19. A method for making a fish homozygous for a mutation comprising:

providing a first gamete obtained from a first fish, wherein the first gamete comprises a modifying polynucleotide integrated in a target polynucleotide;

providing a second gamete obtained from a second fish, wherein the second gamete comprises the same modifying polynucleotide integrated in the same target polynucleotide as the first gamete;

fertilizing the first gamete with the second gamete to result in a fertilized gamete; and

incubating the fertilized gamete to produce a fish homozygous for the modifying polynucleotide integrated in the target polynucleotide.

20. The method of claim 19 wherein the first gamete and second gamete are obtained from zebrafish.

21. A homozygous fish obtained by the method of claim 19.

22. A vector comprising a first homologous region, a second homologous region, and a first coding sequence encoding a selectable marker located between the first homologous region and second homologous region, wherein the first homologous region will undergo homologous recombination with a first region of a target polynucleotide present in a cell, and wherein the second homologous region will undergo homologous recombination with a second region of the target polynucleotide, the vector further comprising a second coding sequence encoding a detectable marker, the second coding sequence not located between the first homologous region and second homologous region.

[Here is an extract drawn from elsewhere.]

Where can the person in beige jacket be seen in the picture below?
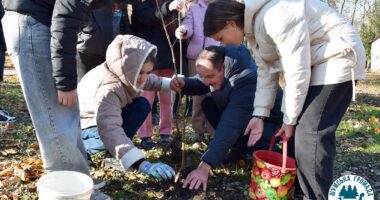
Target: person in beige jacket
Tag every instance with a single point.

23. The vector of claim 22 wherein the first coding sequence is operably linked to a regulatory sequence, the regulatory sequence comprising a promoter.

24. A method for integrating a polynucleotide comprising:

providing a cell comprising a target polynucleotide, wherein the cell will become a germ cell when introduced to an embryo;

introducing to the cell a modifying polynucleotide comprising a first homologous region, a second homologous region, and a first coding sequence encoding a selectable marker located between the first homologous region and second homologous region, wherein the first homologous region will undergo homologous recombination with a first region of a target polynucleotide present in the cell, and wherein the second homologous region will undergo homologous recombination with a second region of the target polynucleotide, the modifying polynucleotide further comprising a second coding sequence encoding a detectable marker, the second coding sequence not located between the first homologous region and second homologous region;

selecting for recipient cells expressing the selectable marker; and

identifying a recipient cell that does not express the detectable marker, wherein expression of the selectable marker and absence of expression of the detectable marker indicates the cell comprises the modifying polynucleotide integrated in the target polynucleotide.

25. The method of claim 24 wherein the cell is a fish cell or a mouse cell.

26. The method of claim 24 wherein the detectable marker is a fluorescent polypeptide.